– Мраки, – прошептал Файзуллин, облизнув сухие губы.
– Тише, – прошептал Киселев.
Файзуллин скосил на него глаза.
– Да он не слышит, – сказал он. – А-а, – закричал он во весь голос. – А-а… Не, не слышит, – снова шепотом сказал он.
Из чащи подсолнухов Файзуллин и Киселев с каким-то невнятным, неосознанным, почти животным ужасом смотрели на то, что происходило на дороге. Дикая скачка повторилась трижды – три раза немой прогнал лошадь по дороге мимо бахчи, вздымая облака пыли и свирепо вращая глазами, и мука уродовала его коричневое лицо. Наконец лошадь замотала головой, зажевала удила, немой повернул к селу, и его голый торс замелькал между стволами и ветками тополей.

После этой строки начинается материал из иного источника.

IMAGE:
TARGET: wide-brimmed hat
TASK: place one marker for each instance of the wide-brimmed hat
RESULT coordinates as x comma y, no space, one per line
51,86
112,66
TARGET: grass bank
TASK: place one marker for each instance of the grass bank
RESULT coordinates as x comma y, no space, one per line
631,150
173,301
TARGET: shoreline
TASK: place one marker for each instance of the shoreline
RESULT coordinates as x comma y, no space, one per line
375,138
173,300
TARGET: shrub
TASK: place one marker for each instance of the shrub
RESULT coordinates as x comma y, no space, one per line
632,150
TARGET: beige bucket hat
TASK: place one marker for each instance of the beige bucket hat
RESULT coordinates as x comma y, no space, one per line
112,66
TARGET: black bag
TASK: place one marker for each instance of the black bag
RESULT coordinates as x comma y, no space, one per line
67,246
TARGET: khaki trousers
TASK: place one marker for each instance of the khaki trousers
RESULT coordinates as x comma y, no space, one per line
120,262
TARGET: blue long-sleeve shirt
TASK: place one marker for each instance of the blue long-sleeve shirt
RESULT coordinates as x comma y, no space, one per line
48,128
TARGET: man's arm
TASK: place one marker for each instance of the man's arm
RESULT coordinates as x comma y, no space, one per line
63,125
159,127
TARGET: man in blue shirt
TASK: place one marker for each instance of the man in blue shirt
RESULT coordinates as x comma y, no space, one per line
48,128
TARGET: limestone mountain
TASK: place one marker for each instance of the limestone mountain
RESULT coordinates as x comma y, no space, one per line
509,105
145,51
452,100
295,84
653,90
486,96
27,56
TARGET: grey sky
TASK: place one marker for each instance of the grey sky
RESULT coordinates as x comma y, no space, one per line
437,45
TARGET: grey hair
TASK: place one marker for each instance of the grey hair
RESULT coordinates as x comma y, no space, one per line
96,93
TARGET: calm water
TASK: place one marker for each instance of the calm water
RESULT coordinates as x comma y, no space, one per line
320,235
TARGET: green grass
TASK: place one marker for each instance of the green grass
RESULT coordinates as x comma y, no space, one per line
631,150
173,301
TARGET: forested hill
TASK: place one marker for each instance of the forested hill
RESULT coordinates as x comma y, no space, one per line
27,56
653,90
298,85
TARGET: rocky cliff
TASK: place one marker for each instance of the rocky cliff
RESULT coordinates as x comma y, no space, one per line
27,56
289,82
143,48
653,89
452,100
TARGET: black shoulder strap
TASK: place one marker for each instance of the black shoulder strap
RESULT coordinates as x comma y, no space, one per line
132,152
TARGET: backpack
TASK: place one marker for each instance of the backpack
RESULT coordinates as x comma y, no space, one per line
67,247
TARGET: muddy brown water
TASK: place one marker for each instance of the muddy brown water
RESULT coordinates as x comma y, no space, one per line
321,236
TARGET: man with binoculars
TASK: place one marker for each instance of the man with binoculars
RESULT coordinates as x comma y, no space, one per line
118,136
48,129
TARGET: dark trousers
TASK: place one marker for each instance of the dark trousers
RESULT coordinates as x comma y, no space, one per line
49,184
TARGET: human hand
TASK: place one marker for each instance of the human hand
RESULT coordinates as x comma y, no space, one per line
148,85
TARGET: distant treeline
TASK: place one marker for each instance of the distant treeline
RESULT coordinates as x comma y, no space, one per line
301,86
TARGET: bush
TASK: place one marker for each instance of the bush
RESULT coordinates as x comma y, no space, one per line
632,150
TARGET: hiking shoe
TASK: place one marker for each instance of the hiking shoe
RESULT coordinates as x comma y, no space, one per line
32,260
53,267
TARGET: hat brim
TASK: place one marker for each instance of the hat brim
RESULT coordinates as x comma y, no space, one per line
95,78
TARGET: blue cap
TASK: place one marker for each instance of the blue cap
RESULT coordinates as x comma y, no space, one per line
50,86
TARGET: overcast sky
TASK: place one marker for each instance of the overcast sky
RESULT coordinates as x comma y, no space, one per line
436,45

Незамеченные, Файзуллин с Киселевым выбрались из подсолнухов и потащили арбузы дальше, время от времени озираясь по сторонам и оглядываясь на бахчу. Они сошли с дороги и теперь забирали вправо, обходя холм. Звуков телеги было уже не слыхать. Суслики столбиками стояли у своих норок, обратив на шум шагов озабоченные мордочки. Когда люди приближались, они стремглав ныряли в землю.
Киселев опустил свой край сумки на траву и нагнулся над отверстием норы. Дыра косо уходила в почву. Края ее посверкивали на солнце кристаллами желтоватой соли.
– Вот кого гасить надо, – сказал Файзуллин и засмеялся, оскалив крепкие желтоватые зубы.
Снова вышли на самый верх холма.
Солнце стекало на половину небосвода. В той стороне, где подрагивал его трепещущий шар, небо золотилось, а за спиною цвет незаметно оборачивался мутноватой голубизной: небесное пространство делилось на две половины, и краски плавно перетекали одна в другую где-то высоко, над самой головой.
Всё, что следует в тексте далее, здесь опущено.